Georgie walked around the corner of the house and froze. The dragon lady looked about ten feet tall and cranky, and she was looking right at Georgie.
“What do you want?” As if she didn’t know. Georgie saw her glance at the soccer ball. Why hadn’t she at least removed it from the lettuce?
“Please, ma’am, we’d like our soccer ball, please.” Georgie wanted to be as polite as she could be. Maybe dragons didn’t eat polite children.
It didn’t help. “Hmph. I don’t see any ‘we.’”
“No, ma’am.”
“So you want your soccer ball.”
Georgie nodded.
“It’s sitting on my lettuce.”
Georgie nodded again, and took a step toward the ball.
“What are you going to do about my lettuce?”
Georgie looked closer. Several lettuce plants looked a bit squashed, and there were broken leaves. She didn’t know anything about gardens. Could you fix a broken leaf?
“I could put a band-aid on it and kiss it to make it better.”
The dragon lady made a face. In fact, her face seemed to be twitching. When she spoke, her voice was a bit strangled. “Do you think that will fix it?”
“It’s what Mama does when I skin my knee.” Georgie stuck out her leg where a pair of band-aids crossed over a scrape. “It works. If it’s really bad,” she confided, “Mama gives me ice cream. That always works.”

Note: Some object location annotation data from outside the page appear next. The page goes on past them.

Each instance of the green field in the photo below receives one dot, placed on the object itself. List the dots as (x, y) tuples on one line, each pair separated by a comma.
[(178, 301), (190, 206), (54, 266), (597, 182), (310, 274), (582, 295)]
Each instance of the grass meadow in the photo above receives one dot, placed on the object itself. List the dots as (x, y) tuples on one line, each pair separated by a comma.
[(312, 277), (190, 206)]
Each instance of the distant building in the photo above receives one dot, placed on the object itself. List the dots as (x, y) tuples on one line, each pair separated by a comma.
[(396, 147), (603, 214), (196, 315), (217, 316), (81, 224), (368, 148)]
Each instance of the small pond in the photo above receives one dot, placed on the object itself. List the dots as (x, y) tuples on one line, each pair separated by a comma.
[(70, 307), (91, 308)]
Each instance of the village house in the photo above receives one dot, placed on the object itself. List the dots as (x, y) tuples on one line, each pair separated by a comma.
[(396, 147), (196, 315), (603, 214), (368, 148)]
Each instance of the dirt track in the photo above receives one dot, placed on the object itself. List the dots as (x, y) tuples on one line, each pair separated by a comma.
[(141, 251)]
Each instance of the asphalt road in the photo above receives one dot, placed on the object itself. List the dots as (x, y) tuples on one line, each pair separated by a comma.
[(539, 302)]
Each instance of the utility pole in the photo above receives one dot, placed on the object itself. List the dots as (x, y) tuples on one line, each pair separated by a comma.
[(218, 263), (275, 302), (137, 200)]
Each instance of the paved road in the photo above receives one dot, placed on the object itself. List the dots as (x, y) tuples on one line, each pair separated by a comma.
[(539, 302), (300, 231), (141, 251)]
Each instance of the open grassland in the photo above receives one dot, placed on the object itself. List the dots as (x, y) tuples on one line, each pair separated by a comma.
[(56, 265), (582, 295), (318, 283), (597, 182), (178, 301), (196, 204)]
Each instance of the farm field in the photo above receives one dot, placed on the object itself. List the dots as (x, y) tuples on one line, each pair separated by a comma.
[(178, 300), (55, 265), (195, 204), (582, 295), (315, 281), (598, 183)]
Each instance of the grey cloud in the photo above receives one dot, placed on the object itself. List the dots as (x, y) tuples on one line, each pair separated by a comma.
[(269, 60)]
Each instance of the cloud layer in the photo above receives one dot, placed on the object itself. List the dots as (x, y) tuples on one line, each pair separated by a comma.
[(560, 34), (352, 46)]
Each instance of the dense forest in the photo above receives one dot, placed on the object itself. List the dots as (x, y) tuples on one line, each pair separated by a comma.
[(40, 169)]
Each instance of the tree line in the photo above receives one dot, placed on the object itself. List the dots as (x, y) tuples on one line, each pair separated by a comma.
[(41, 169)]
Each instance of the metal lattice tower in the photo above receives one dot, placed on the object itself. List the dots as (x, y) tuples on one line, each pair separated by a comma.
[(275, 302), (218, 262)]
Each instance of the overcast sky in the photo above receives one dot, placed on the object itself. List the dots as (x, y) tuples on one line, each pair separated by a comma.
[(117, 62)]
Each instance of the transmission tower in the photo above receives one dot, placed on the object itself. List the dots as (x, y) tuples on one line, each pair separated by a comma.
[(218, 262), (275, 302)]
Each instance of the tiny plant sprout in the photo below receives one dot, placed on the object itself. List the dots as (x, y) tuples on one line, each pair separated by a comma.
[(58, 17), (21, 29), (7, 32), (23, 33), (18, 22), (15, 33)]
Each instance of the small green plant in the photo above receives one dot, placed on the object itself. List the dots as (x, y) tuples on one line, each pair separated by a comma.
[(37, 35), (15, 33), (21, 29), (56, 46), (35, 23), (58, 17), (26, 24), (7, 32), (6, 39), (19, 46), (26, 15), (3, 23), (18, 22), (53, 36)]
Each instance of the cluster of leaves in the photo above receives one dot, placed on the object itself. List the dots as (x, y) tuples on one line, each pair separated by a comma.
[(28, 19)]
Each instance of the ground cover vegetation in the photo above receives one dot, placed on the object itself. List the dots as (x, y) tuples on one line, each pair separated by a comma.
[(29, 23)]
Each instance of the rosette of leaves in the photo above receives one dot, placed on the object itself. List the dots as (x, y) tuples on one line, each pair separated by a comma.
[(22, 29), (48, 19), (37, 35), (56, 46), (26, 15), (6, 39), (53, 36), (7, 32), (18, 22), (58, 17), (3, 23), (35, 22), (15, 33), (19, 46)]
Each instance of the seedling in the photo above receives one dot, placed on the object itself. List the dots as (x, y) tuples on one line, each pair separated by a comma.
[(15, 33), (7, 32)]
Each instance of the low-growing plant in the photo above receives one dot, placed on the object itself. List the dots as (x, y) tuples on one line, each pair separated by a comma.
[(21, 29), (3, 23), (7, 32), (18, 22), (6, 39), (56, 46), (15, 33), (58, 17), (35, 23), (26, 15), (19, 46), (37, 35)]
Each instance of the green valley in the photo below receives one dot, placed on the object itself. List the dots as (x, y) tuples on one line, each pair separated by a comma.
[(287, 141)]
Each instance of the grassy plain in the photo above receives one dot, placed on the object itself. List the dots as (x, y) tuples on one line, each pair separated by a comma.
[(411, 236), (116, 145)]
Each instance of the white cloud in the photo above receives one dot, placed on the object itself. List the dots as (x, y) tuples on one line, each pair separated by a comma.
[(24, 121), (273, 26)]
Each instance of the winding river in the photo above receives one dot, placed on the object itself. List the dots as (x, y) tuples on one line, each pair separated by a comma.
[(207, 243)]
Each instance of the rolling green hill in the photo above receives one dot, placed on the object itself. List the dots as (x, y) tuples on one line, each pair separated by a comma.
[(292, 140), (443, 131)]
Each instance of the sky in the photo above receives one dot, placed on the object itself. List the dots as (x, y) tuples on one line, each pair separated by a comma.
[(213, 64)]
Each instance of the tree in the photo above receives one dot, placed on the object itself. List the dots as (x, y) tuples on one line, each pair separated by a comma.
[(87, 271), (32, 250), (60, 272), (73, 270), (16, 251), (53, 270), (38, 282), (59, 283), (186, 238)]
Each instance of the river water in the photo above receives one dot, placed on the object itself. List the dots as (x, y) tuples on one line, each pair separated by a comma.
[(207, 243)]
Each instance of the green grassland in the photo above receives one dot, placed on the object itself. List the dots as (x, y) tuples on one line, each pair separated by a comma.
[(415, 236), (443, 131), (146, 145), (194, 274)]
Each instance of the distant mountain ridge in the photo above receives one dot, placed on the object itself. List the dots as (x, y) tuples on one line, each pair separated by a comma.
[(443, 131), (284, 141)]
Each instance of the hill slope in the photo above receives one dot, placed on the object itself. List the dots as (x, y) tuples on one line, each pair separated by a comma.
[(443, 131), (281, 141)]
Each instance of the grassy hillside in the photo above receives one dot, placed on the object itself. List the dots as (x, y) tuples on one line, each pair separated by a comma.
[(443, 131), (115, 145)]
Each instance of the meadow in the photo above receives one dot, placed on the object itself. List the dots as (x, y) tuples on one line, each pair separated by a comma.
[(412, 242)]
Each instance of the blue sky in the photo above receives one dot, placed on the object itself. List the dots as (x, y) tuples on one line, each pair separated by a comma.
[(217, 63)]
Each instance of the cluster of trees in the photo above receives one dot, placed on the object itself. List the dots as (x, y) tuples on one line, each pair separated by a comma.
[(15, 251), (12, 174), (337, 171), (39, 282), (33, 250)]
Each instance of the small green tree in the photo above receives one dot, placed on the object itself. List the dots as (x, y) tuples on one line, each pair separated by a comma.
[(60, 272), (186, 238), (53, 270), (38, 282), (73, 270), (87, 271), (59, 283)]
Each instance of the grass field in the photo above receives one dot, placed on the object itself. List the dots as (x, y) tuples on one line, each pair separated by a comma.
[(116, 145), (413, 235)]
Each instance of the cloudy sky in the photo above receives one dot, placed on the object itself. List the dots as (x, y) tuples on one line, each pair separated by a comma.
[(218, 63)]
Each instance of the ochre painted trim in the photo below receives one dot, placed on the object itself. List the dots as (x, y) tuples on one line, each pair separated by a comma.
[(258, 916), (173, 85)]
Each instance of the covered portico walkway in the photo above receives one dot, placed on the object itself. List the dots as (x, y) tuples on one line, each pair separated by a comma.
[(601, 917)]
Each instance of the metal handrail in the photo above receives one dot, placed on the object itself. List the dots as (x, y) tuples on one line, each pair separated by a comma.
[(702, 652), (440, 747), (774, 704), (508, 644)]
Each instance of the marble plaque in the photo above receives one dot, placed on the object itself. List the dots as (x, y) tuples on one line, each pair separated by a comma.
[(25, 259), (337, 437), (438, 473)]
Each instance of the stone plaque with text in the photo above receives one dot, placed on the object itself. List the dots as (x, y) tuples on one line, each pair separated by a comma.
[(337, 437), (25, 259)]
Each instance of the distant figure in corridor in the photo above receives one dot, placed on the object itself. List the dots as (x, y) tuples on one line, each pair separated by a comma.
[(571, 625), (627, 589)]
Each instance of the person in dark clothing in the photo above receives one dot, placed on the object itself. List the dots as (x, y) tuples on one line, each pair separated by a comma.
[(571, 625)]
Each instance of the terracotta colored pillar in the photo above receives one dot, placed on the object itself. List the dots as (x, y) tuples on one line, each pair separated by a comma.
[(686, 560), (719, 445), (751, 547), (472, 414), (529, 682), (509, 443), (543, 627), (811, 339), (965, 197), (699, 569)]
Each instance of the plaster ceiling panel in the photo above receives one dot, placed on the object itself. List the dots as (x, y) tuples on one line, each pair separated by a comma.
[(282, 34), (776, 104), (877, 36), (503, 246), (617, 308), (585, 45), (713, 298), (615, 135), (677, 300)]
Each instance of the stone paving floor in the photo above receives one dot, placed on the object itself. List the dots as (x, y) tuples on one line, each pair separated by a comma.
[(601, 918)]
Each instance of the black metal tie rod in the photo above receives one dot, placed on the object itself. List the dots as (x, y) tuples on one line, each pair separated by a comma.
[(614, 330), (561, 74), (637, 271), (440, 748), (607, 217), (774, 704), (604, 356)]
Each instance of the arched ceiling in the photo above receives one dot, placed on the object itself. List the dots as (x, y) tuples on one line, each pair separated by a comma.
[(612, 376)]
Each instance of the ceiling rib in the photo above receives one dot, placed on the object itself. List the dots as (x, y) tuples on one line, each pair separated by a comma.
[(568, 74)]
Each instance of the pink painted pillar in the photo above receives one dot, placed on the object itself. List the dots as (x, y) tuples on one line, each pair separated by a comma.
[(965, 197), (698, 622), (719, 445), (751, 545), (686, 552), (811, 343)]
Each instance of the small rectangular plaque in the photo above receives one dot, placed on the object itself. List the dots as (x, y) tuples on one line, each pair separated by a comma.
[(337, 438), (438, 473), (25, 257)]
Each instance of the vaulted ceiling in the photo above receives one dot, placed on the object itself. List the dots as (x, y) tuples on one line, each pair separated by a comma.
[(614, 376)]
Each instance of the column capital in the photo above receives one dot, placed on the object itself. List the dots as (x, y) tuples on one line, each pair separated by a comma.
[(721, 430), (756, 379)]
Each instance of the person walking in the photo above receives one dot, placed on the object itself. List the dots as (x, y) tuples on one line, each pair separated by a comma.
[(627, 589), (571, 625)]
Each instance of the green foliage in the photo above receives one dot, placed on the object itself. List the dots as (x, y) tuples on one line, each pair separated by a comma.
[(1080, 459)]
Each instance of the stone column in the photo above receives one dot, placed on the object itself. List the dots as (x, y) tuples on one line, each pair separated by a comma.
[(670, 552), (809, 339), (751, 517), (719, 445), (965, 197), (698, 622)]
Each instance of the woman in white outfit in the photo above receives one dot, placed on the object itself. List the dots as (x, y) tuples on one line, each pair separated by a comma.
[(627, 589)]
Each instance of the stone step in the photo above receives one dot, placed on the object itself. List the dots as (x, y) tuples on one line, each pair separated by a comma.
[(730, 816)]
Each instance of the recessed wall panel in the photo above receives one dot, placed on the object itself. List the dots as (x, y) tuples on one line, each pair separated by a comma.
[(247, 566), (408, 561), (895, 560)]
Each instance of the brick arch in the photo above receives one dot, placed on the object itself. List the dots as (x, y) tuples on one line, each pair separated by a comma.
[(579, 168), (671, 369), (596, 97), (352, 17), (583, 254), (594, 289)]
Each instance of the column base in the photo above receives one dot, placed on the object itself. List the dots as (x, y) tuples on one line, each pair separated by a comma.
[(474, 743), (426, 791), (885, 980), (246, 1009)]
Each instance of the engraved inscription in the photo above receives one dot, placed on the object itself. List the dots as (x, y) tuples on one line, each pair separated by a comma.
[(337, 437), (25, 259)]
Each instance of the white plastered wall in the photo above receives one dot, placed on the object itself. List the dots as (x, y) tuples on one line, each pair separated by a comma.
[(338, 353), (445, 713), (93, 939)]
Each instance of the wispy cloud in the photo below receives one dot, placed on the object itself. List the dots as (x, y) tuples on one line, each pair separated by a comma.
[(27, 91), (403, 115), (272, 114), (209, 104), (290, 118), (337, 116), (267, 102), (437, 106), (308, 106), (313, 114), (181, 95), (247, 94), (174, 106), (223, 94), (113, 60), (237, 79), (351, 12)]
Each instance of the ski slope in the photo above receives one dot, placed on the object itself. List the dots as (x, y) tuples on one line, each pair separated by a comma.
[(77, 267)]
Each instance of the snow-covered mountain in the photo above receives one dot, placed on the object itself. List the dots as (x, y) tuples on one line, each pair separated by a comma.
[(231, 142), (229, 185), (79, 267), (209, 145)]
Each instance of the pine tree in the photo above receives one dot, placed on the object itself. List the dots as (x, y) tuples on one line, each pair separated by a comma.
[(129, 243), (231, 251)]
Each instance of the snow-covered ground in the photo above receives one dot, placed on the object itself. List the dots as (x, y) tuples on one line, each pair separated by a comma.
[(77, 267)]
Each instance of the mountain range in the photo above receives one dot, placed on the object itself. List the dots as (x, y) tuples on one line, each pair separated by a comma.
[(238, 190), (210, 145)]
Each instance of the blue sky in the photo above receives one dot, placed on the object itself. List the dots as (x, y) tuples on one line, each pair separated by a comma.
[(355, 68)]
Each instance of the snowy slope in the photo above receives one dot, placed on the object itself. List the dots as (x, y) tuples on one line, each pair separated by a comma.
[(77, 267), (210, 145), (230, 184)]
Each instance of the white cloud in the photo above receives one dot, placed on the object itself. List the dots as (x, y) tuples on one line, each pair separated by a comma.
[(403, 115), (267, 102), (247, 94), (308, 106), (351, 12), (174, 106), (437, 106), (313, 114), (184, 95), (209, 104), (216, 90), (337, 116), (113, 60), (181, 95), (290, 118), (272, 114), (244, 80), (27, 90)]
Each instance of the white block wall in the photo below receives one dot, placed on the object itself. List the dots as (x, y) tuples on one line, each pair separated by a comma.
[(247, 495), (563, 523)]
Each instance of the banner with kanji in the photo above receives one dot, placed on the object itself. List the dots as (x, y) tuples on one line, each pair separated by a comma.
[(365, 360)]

“I see. Perhaps we should skip the ice cream. I doubt lettuce plants will appreciate it.” Mrs. DuMont’s face was twitching again.
“Do you have a band-aid?” Georgie stuck to the point. She also boldly reached and picked up the ball.
Mrs. DuMont smiled. Georgie almost dropped the ball back on the lettuce, she was so surprised. The dragon lady could smile?
Then the unthinkable happened.
Mrs. DuMont laughed.
And on the other side of the hedge, seven second-graders gasped in wonder. St. Georgie the Dragon Slayer had triumphed.